There may be odd muscle twitches, and you can even see the dog's eyes moving behind its closed lids if you look closely enough. The eyes are moving because the dog is actually looking at the dream images as if they were real images of the world. These eye movements are most characteristic of dreaming sleep. When human beings are awakened during this rapid eye movement or REM sleep phase, they virtually always report that they were dreaming.
I recently received a letter from Joseph Baker, which seems to confirm the idea of dogs having dreams about their everyday activities. I have taken the liberty of reproducing part of it here.
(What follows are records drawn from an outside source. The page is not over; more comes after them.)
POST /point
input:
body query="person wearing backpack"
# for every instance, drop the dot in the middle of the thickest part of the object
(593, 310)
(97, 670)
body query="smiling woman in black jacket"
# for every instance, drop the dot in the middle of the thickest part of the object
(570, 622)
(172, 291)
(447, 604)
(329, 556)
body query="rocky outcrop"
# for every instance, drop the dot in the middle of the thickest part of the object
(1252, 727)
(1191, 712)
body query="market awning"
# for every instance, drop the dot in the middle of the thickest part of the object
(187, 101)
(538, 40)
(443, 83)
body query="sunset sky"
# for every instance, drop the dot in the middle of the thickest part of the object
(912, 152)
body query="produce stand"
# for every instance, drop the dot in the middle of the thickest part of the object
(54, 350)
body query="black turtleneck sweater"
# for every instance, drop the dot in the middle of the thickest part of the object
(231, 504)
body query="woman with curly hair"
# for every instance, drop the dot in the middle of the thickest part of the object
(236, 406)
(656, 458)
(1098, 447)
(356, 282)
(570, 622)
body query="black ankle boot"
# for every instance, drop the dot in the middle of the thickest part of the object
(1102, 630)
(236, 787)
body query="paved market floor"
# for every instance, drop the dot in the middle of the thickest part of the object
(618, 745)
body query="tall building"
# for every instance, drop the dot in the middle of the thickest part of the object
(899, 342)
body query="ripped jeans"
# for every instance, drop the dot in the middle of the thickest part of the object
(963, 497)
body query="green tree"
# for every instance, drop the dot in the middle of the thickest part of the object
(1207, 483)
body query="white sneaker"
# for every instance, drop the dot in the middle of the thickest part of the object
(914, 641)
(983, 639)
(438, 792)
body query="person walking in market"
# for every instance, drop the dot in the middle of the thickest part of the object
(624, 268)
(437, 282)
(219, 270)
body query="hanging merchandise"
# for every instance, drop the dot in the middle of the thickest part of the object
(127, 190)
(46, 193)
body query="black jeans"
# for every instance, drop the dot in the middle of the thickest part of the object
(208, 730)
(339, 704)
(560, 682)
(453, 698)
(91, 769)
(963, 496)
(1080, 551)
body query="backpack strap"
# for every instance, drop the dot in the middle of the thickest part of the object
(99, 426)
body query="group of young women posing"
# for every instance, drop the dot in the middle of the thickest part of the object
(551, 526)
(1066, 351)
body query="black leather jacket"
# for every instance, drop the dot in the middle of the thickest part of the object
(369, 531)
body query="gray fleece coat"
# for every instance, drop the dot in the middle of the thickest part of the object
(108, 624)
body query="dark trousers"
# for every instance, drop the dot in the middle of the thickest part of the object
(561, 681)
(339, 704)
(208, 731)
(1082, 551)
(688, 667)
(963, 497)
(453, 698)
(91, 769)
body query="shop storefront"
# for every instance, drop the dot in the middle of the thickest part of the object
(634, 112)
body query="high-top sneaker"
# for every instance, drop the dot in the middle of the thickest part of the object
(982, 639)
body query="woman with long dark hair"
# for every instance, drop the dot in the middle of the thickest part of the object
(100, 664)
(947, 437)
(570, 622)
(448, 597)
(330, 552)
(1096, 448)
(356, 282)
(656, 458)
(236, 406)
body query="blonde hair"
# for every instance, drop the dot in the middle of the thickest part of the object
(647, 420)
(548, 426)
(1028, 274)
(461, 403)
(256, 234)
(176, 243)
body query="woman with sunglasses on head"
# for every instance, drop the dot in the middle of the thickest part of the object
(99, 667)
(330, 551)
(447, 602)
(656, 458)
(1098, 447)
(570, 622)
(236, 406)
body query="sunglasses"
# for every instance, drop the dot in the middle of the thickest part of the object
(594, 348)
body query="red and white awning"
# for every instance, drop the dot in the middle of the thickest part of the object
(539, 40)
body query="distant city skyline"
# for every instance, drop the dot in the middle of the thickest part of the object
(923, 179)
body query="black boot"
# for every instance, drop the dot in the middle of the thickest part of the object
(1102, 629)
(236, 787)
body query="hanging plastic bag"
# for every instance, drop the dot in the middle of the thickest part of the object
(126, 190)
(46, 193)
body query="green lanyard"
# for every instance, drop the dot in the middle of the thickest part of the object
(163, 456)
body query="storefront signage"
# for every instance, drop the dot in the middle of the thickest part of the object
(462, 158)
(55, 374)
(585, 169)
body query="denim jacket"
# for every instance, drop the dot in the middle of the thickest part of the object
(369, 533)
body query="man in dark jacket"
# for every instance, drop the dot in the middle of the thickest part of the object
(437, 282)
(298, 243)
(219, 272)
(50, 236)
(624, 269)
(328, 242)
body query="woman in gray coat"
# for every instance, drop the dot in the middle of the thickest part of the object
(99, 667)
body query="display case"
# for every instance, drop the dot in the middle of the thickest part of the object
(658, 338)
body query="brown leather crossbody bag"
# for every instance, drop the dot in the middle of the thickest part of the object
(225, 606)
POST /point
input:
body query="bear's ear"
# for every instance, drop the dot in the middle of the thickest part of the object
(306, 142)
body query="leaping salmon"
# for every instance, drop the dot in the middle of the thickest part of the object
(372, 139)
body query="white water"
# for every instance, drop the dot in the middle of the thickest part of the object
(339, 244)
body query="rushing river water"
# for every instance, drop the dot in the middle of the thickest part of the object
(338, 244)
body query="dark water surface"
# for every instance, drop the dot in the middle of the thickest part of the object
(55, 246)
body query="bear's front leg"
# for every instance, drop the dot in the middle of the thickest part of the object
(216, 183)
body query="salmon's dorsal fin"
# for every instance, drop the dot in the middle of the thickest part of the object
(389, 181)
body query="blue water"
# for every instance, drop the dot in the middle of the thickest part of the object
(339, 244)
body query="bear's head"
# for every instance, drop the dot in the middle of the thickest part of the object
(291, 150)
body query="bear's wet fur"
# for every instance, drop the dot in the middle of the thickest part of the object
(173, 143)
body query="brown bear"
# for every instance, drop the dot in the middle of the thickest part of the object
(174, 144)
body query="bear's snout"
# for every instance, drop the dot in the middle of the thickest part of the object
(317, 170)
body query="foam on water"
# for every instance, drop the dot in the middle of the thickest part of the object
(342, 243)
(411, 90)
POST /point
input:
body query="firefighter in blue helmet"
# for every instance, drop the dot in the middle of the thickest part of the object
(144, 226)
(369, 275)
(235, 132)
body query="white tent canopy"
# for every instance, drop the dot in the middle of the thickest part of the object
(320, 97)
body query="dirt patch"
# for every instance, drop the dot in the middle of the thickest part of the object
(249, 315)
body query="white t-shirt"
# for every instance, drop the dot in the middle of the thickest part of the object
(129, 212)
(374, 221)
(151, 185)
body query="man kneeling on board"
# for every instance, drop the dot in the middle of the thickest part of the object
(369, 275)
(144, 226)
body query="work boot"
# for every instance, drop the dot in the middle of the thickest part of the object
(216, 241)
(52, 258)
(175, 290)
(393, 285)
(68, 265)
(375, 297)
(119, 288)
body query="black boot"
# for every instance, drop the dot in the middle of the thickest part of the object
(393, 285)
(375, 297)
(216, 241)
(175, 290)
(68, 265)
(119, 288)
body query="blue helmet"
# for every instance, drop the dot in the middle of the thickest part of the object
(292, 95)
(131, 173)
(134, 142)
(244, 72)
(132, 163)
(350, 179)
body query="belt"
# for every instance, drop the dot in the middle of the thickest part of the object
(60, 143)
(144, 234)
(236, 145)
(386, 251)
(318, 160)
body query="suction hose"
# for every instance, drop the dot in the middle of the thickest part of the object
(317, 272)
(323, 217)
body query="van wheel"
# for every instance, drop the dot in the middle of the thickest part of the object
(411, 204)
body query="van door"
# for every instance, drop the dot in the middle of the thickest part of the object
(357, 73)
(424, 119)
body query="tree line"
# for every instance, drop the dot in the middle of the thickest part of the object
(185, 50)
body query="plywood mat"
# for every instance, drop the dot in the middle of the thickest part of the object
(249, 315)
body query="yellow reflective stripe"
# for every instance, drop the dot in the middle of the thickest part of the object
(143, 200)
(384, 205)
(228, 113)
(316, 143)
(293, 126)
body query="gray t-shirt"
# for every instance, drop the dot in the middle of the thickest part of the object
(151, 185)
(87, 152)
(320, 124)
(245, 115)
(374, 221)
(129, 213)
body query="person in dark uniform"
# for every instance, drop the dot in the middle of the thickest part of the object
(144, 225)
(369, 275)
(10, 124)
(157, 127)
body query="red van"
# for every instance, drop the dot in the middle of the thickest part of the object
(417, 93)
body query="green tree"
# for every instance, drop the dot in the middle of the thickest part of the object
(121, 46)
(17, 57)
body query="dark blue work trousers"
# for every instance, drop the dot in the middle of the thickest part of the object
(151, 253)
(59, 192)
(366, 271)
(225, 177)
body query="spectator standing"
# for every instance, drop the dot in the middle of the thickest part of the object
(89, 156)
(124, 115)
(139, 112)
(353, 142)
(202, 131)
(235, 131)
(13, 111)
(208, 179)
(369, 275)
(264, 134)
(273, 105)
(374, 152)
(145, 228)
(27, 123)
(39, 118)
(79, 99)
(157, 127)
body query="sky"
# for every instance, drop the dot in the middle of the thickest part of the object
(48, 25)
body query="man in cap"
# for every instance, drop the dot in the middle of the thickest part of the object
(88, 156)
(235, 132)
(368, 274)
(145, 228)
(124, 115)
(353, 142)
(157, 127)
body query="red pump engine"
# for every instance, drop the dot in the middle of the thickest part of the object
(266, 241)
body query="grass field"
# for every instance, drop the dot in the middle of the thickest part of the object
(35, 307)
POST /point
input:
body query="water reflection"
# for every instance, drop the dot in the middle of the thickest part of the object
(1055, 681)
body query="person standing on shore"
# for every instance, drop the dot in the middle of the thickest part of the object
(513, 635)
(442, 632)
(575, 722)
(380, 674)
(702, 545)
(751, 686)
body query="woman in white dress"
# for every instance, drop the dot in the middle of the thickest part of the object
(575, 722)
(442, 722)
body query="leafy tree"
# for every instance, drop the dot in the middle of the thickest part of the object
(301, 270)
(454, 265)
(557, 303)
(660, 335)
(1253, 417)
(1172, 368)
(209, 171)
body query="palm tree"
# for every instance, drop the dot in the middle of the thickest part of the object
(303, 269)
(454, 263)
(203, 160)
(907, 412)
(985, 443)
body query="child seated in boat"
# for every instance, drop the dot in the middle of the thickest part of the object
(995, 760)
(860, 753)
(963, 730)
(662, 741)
"I have an anecdote that you may find interesting, however it requires some back story. About three years ago I heard a story on the radio about a cognitive scientist who was trying to understand sleep and dreams. He had a hypothesis describing how sensory memories replay themselves during early REM sleep.The study he published had subjects play Tetris [a computer game where you try to line up falling blocks of various colors] and then report whether or not they saw the little Tetris bricks in their dreams. This stuck with me because the previous night I had very vivid dreams involving a hike I had been on earlier. I could feel the snow and smell the air as though it were real.
"This brings me to my dog. Goober is a basenji, and like many basenjis he hates water and being bathed. As soon as my wife finishes bathing him he bolts out of the bathroom door, finds me, and tries to hide behind me or under me. So one day Goober was forced to be cleaned and underwent his ritual of hiding behind me. Later that night he was sleep running.
He awoke with a start, and then bolted to my location to hide under my legs. This was very awkward as I was sitting on the toilet at the time. I believe that he was dreaming, and I believe that he was dreaming about having a bath. I believe this because he only engages in this behavior when a bath is involved."
Well, Joe, I believe that there are at least two psychologists at MIT who would agree with you.